Myanmar di Tengah Aksi Mogok Massal untuk Lawan Kudeta Militer
Mogok massal menentang kudet militer, semua bisnis di Myanmar tutup, mulai dari toko lokal hingga perusahaan asing seperti KFC Yum Brands Inc.
Penulis: Srihandriatmo Malau
Editor: Theresia Felisiani
TRIBUNNEWS.COM, YANGON - Semua bisnis ditutup di Myanmar pada Senin (22/2/2021) dalam aksi mogok massal untuk menentang kudeta militer.
Selain toko-toko lokal, perusahaan-perusanaan asing juga mengumumkan penutupan pada Senin (22/2/2021), termasuk KFC Yum Brands Inc. dan layanan pengiriman Food Panda, yang dimiliki oleh Delivery Hero.
Seperti dilansir Reuters, Senin (22/2/2021), perusahaan Asia Tenggara Grab menghentikan layanan pengiriman juga, tetapi membiarkan taksinya berjalan.
Aksi mogok kerja massal ini dilakukan setelah ancaman pihak otoritas militer bahwa konfrontasi dapat kembali merenggut nyawa.
Tiga minggu setelah merebut kekuasaan sipil, junta militer telah gagal menghentikan gelombang protes harian dan gerakan pembangkangan sipil yang menyerukan kudeta militer diakhiri dan pembebasan pemimpin sah yang terpilih Aung San Suu Kyi.
"Semua orang bergabung dengan aksi protes ini," kata San San Maw, 46, di persimpangan Hledan, di kota utama Yangon, yang telah menjadi titik kumpul massa.
"Kita harus keluar," serunya.
Baca juga: Protes Anti-Kudeta Myanmar: 2 Orang Dilaporkan Tewas, Lainnya Cedera
Di negara di mana tanggal dipandang menguntungkan, demonstran mencatat pentingnya tanggal 22.2.2021, membandingkannya dengan demonstrasi pada 8 Agustus 1988, ketika generasi sebelumnya menggelar protes anti-militer yang menyebabkan pertumpahan darah.
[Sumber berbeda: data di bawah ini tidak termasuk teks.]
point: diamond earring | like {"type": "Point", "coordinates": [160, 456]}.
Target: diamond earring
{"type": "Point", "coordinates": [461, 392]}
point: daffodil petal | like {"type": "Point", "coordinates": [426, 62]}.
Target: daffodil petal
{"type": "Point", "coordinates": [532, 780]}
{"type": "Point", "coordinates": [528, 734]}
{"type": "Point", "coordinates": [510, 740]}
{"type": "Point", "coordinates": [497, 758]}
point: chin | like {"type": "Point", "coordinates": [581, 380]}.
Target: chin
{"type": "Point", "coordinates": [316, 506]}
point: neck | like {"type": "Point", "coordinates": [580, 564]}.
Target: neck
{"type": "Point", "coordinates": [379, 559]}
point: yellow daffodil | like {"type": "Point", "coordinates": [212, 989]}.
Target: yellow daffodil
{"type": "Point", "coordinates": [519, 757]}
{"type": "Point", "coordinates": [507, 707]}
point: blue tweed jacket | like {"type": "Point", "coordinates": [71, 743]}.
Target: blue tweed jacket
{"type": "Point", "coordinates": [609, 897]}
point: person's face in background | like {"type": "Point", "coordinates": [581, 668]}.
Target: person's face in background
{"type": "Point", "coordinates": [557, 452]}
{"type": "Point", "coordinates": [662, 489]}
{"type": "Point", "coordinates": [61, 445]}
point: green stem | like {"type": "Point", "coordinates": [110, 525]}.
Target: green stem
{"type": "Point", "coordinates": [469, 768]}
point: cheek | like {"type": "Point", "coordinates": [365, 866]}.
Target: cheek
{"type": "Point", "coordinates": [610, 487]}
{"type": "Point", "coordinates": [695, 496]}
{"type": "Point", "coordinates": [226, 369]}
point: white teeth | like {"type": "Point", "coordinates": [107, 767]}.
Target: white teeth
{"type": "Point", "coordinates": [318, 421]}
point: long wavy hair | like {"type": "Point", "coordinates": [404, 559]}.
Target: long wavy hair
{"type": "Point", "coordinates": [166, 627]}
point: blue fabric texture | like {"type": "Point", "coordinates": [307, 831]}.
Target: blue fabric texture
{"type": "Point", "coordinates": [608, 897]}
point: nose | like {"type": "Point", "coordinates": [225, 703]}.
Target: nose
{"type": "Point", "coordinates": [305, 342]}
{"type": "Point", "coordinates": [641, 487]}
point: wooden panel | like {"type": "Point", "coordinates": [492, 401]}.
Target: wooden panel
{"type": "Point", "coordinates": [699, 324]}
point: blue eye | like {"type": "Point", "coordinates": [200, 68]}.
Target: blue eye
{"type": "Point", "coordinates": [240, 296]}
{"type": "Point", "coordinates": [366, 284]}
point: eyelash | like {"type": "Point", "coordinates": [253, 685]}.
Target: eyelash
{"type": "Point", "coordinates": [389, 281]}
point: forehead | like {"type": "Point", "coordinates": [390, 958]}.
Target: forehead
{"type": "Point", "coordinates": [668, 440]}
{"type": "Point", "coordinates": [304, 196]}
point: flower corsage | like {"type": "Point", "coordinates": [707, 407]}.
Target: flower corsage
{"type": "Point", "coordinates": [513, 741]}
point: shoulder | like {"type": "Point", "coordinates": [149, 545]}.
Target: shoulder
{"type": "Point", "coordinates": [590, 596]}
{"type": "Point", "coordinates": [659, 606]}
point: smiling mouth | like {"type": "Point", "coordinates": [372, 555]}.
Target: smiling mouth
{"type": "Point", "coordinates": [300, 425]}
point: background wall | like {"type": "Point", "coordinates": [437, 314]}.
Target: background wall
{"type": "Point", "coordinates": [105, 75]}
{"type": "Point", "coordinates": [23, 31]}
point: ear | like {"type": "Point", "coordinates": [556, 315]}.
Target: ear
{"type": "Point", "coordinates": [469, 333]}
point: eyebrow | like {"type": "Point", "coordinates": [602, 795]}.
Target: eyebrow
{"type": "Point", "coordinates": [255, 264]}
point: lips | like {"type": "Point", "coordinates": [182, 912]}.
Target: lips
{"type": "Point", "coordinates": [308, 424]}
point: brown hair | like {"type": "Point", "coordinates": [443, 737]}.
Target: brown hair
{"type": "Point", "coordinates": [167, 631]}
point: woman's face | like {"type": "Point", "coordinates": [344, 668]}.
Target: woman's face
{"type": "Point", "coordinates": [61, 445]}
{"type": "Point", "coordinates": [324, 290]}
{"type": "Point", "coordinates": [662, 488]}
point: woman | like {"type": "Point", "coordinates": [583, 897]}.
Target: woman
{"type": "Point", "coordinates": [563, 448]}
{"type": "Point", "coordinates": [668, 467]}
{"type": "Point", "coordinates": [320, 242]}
Respon pasukan keamanan kali ini kurang mematikan, tetapi setidaknya tiga demonstran telah tewas setelah dua orang ditembak mati di kota kedua di Mandalay pada Sabtu (20/2/2021).
Satu anggota polisi meninggal karena luka-luka dalam protes, kata tentara.
Kasus kematian di Mandalay tidak menyurutkan demonstran pada hari berikutnya.
Puluhan ribu orang turun di sana dan di Yangon.
Media milik pemerintah junta Militer MRTV memperingatkan para demonstran untuk tidak bertindak keras pada hari Senin (22/2/2021).
"Para demonstran sekarang menghasut orang-orang, terutama remaja dan pemuda yang emosional, ke jalur konfrontasi di mana mereka akan menderita hilangnya nyawa," katanya.